Athenagen, Inc., a privately held biopharmaceutical company, has begun testing ATG003, its topical (eye drop) therapy for age-related macular degeneration (AMD), in a phase I clinical trial.
ATG003 is a proprietary topical formulation of mecamylamine that has shown efficacy in animal models and is a possible alternative to current therapies for AMD, which require frequent needle injections directly in the eye. This study represents the first human study of an eye drop anti-angiogenic therapy for AMD, with a phase 2-efficacy study expected to follow early next year.

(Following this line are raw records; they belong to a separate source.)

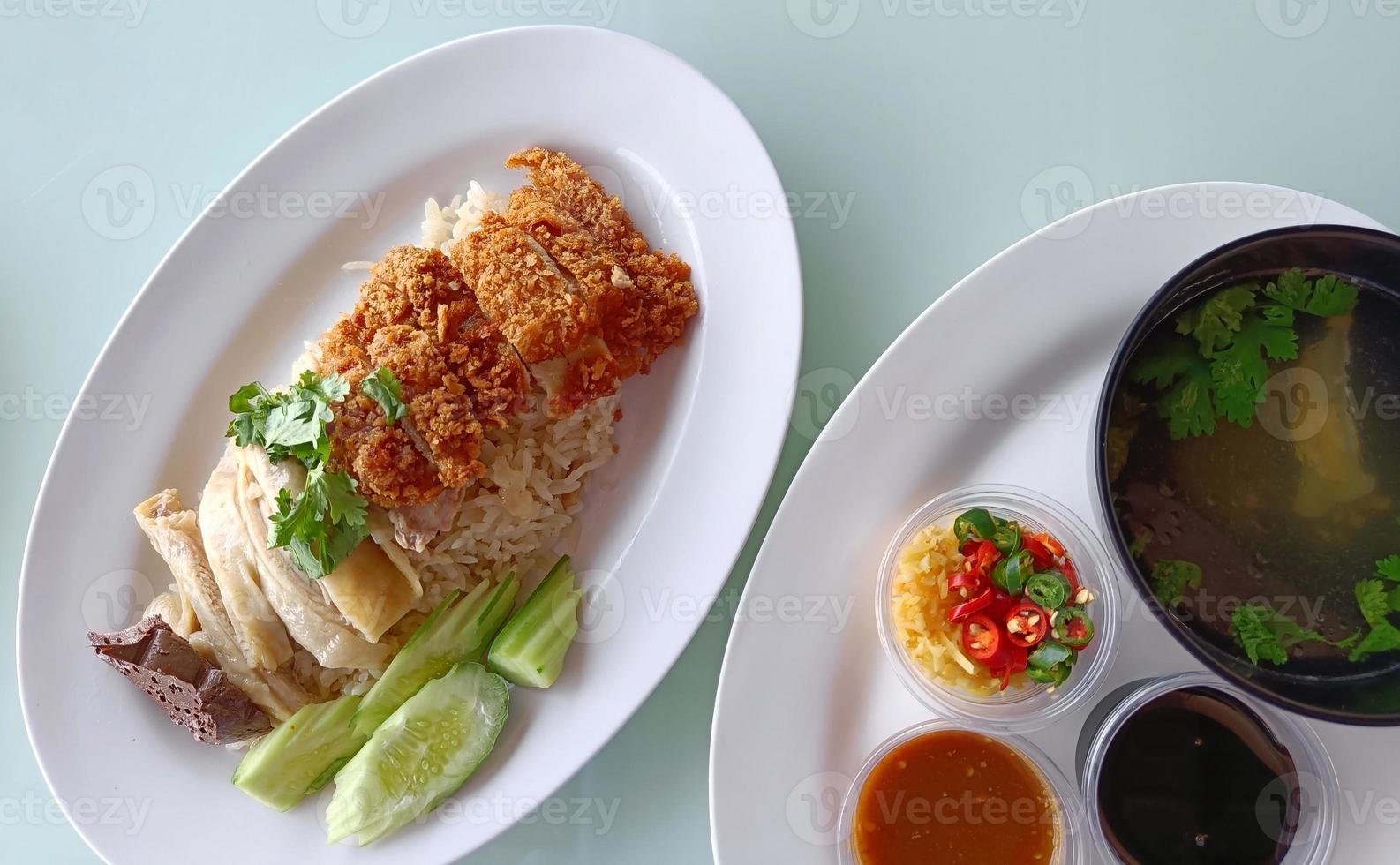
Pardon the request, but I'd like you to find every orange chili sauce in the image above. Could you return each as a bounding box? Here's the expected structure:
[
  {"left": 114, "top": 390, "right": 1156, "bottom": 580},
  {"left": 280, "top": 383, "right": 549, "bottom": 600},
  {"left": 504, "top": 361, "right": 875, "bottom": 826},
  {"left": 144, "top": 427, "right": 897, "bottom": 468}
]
[{"left": 851, "top": 731, "right": 1060, "bottom": 865}]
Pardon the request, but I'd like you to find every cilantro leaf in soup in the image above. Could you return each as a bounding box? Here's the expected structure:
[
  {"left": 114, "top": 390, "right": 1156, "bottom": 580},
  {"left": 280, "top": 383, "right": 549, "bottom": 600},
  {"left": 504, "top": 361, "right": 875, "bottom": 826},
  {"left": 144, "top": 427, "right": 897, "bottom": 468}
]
[
  {"left": 1211, "top": 306, "right": 1298, "bottom": 428},
  {"left": 1348, "top": 621, "right": 1400, "bottom": 660},
  {"left": 1176, "top": 282, "right": 1259, "bottom": 358},
  {"left": 1357, "top": 580, "right": 1390, "bottom": 626},
  {"left": 1231, "top": 603, "right": 1330, "bottom": 665},
  {"left": 1156, "top": 364, "right": 1216, "bottom": 440},
  {"left": 360, "top": 366, "right": 409, "bottom": 427},
  {"left": 1152, "top": 559, "right": 1201, "bottom": 609},
  {"left": 1264, "top": 267, "right": 1361, "bottom": 316}
]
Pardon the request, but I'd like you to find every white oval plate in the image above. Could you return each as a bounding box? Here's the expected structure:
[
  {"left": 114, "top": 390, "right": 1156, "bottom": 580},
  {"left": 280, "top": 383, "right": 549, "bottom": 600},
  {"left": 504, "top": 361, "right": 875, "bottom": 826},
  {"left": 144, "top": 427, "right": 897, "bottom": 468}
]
[
  {"left": 19, "top": 28, "right": 801, "bottom": 863},
  {"left": 710, "top": 184, "right": 1400, "bottom": 865}
]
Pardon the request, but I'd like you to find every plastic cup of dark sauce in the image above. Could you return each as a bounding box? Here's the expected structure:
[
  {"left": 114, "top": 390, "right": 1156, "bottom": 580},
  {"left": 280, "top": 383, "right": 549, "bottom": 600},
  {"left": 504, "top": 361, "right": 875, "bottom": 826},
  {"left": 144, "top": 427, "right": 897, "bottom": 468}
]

AMD is characterized by abnormal blood vessel growth in the eye, resulting in significant loss of vision. ATG003 is a novel anti-angiogenic agent that inhibits endothelial nicotinic acetylcholine (nACh) receptors and has been shown to decrease angiogenesis (new blood vessel growth) as well as vascular permeability, two well-known hallmarks of neovascular AMD. Athenagen's study is a randomized, placebo-controlled, ascending dose clinical trial designed to evaluate ocular tolerability and safety for up to 14 days
"Complementing our promising pre-clinical efficacy studies are robust data demonstrating excellent penetration of the drug to the back of the eye," stated M (Ken) Kengatharan, PhD., co founder and VP of Pre-clinical R&D at Athenagen. "Developed by our scientists, this proprietary eye drop formulation of mecamylamine enables delivery of drug to the retina and choroid with very little reaching the systemic blood circulation. The formulation has been well tolerated in preclinical safety models at all doses to be used in human testing."
There are approximately two million AMD patients in the US, and this disease is the number one cause of vision loss and legal blindness in adults over 60 in the US There is no cure for AMD and the standard-of-care is highly invasive, requiring needle injections directly in the eye every 4 to 6 weeks
"Given the prevalence of AMD and the invasive nature of current treatments, a topical non-invasive eye drop for treating this disease would be a welcome addition to our clinical arsenal," stated Michael Marmor, MD, Prof. of Ophthalmology, Stanford University School of Medicine.
"This is a significant advancement in the development of new medicines for AMD," commented W. Scott Harkonen, MD, President and CEO "We expect to generate data from our phase I study by the end of the year and plan to move directly into a larger safety and efficacy study in the first part of 2007."